Fui agradecer ao embaixador Sérgio Frazão pelo apoio dado com a disponibilidade de sua genial secretária, e comentamos os fatos ocorridos.
— Você sempre está envolvido no meio de mágicas — disse ele.
É verdade. Quando fui convidado por Jânio Quadros, para assessorá-lo na Presidência da República e, sobretudo, na política do café, o Brasil tinha a tradição de nomear para o IBC — Instituto Brasileiro do Café — os líderes rurais, fazendeiros e produtores, ou presidentes das associações cafeeiras. O café era muito importante para o país naquela época. Ainda é. Mas, em 1961, a exportação desse produto representava três bilhões de dólares num total de quatro a cinco bilhões. Recomendei que fosse nomeado para o cargo um diplomata, bom negociador internacional. A política do café tinha que se voltar para a conquista do mercado externo. Com esse perfil, encontramos o ministro de segunda classe do Itamaraty, Sérgio
Armando Frazão.
Trabalhamos juntos nos sete meses do Governo Jânio. Fizemos tudo o que era possível. Acabamos com o confisco cambial que pesava sobre a exportação do produto, para felicidade geral da cafeicultura. Criamos incentivos para a produção de qualidade, a fim
de enfrentar a concorrência do café colombiano e atender à exigência da maioria dos consumidores de café por esse mundo afora. Provocamos a inclusão dos importadores no acordo internacional do café, para que eles ajudassem a vigiar os exportadores que
fraudavam suas cotas fixadas pelo acordo internacional. Essa questão foi tema de uma discussão brava numa reunião dos países produtores integrantes da OEA, realizada em Punta del Este, no Uruguai. Nos debates, tive forte discussão com o representante da Costa Rica, pois ele reagiu furiosamente a uma acusação minha contra a fraude às cotas de exportação praticadas por seu país. Eu tinha até a lista das empresas norte-americanas
que importavam o café costarriquenho fora da cota. Os demais países produtores, iguais vítimas da fraude, passaram a dar apartes em meu apoio. E, de repente, uma voz se
levantou na sala dos debates:
— Proponho que se encerre esta discussão com um imediato voto de censura à Costa Rica e voto de prestígio ao Brasil. Era o representante de Cuba: Che Guevara. Estava ele no auge do seu romântico prestígio internacional. Costa Rica foi massacrada pelo plenário.

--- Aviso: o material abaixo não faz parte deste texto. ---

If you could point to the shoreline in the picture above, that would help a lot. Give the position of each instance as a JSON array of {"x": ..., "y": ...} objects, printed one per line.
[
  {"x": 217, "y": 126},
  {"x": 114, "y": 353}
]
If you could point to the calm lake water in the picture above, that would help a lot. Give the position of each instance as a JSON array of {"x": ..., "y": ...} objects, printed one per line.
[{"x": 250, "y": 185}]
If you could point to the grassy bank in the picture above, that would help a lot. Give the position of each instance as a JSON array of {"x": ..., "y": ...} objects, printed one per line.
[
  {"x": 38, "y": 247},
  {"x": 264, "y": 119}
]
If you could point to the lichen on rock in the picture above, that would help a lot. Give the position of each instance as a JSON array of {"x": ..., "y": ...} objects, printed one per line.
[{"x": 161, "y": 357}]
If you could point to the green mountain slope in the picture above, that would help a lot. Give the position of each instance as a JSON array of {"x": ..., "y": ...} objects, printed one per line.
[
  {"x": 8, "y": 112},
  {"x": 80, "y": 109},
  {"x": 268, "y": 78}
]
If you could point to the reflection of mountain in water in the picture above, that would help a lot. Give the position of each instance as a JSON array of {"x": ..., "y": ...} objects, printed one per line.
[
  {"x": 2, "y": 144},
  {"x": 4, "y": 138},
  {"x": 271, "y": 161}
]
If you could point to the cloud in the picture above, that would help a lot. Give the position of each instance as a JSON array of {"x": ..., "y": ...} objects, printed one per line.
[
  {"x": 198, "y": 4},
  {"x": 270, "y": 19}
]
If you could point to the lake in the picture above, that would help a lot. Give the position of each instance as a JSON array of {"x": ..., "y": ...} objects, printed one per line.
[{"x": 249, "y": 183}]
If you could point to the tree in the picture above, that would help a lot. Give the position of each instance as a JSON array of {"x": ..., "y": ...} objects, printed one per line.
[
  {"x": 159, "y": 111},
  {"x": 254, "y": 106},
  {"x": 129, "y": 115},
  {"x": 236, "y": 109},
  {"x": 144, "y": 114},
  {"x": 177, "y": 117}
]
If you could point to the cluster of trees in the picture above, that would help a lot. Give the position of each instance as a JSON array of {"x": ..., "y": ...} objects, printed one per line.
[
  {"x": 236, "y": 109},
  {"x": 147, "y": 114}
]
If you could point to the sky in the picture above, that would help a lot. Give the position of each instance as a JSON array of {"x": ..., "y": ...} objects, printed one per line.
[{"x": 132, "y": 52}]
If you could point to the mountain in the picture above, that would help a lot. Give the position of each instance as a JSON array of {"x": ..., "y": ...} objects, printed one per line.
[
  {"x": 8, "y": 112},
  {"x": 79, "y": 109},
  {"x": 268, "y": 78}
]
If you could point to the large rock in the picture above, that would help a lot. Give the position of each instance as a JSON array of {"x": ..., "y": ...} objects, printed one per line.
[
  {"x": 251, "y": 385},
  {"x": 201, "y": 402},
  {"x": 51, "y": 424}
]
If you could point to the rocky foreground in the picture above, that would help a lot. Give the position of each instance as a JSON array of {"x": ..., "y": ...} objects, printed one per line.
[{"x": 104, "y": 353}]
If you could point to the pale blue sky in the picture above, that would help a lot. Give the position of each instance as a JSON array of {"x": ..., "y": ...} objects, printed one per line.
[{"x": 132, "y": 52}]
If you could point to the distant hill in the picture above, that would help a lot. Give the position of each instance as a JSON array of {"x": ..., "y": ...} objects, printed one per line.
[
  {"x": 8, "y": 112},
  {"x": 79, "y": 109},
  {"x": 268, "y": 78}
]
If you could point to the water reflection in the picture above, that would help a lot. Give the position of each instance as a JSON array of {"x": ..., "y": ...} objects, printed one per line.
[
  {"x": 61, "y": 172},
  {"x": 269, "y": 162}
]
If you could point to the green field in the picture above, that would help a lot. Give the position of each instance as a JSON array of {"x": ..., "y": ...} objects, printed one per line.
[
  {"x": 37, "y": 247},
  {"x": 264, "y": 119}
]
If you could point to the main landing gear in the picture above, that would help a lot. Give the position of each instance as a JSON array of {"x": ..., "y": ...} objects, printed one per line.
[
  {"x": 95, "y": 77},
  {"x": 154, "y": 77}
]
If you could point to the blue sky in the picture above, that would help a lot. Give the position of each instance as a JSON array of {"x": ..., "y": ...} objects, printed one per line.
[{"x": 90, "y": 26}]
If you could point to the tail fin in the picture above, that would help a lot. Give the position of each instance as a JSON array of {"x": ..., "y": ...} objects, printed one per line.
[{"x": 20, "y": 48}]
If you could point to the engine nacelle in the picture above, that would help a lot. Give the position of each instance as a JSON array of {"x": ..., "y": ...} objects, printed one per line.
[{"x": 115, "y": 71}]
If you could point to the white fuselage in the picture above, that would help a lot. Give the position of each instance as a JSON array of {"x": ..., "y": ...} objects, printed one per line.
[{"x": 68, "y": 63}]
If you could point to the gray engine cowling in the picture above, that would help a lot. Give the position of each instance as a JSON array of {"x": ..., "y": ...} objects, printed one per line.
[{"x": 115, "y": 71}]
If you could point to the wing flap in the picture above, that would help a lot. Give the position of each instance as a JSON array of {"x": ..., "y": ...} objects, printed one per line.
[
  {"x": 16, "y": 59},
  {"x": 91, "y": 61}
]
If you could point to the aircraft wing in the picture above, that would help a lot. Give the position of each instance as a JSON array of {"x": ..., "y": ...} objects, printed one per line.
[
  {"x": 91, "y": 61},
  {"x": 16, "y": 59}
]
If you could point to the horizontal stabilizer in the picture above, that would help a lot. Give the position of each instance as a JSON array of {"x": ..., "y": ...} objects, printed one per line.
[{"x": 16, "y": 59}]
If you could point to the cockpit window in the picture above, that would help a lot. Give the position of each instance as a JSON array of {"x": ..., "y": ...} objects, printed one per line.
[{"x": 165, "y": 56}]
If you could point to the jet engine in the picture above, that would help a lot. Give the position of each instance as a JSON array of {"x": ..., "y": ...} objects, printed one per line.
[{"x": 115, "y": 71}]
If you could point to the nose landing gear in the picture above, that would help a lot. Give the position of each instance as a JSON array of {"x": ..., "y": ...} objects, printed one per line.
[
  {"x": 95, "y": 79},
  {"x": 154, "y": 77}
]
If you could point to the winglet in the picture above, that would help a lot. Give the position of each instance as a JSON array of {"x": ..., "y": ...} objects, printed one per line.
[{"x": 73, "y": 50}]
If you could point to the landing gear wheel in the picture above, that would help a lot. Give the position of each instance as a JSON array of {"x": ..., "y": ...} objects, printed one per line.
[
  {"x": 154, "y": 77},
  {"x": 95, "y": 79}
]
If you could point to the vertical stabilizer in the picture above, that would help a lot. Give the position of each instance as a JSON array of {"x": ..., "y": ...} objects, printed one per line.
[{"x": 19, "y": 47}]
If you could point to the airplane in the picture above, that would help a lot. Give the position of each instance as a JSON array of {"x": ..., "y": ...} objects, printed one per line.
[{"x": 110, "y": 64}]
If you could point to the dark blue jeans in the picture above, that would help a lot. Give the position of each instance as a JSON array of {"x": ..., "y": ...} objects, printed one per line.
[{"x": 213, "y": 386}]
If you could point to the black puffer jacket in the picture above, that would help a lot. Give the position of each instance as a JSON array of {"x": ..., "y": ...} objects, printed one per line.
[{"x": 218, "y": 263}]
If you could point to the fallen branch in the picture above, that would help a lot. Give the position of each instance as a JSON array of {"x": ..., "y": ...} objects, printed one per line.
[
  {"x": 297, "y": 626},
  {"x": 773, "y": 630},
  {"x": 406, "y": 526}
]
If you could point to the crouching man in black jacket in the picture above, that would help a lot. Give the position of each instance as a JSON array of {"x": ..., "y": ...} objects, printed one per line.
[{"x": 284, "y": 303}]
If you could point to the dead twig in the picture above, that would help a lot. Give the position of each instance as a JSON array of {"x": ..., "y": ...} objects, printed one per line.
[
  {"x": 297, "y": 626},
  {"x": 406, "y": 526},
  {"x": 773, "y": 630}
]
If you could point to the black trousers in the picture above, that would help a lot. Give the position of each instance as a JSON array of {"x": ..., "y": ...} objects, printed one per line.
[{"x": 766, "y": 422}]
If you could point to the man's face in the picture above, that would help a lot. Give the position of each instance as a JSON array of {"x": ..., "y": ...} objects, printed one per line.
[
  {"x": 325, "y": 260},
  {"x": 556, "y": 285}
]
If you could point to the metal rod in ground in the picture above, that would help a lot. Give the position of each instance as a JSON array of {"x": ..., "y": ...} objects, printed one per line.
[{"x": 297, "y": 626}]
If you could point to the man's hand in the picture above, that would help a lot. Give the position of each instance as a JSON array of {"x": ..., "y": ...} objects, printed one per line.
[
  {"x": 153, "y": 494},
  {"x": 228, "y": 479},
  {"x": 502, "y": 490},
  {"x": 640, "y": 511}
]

Naquela noite, Frazão e eu fomos jantar com Guevara. No dia seguinte, cedo, o Ministro Clemente Mariani, chefe da nossa delegação, convocou-me para comunicar:
— Recebi ordens do Presidente Jânio, para informar ao Che que ele será condecorado com a Ordem do Cruzeiro do Sul e para convidá-lo a ir a Brasília, a fim de receber a condecoração logo após a reunião da OEA. Isso vai ser uma bomba. Os Estados Unidos vão nos devorar.
Frazão estava junto. Perspicaz e de uma inteligência invejável, matou a charada:
— Ministro — disse ele ao Clemente Mariani —, não se preocupe. O Presidente Kennedy vai adorar o fato. Ele está lutando no Congresso norte-americano para aprovar verbas destinadas a um programa de ajuda à América Latina, chamado Aliança para o
Progresso. Esse gesto do Brasil vai assustar os congressistas republicanos contrários a Kennedy, e a verba será aprovada. Ali as coisas funcionam à base do medo.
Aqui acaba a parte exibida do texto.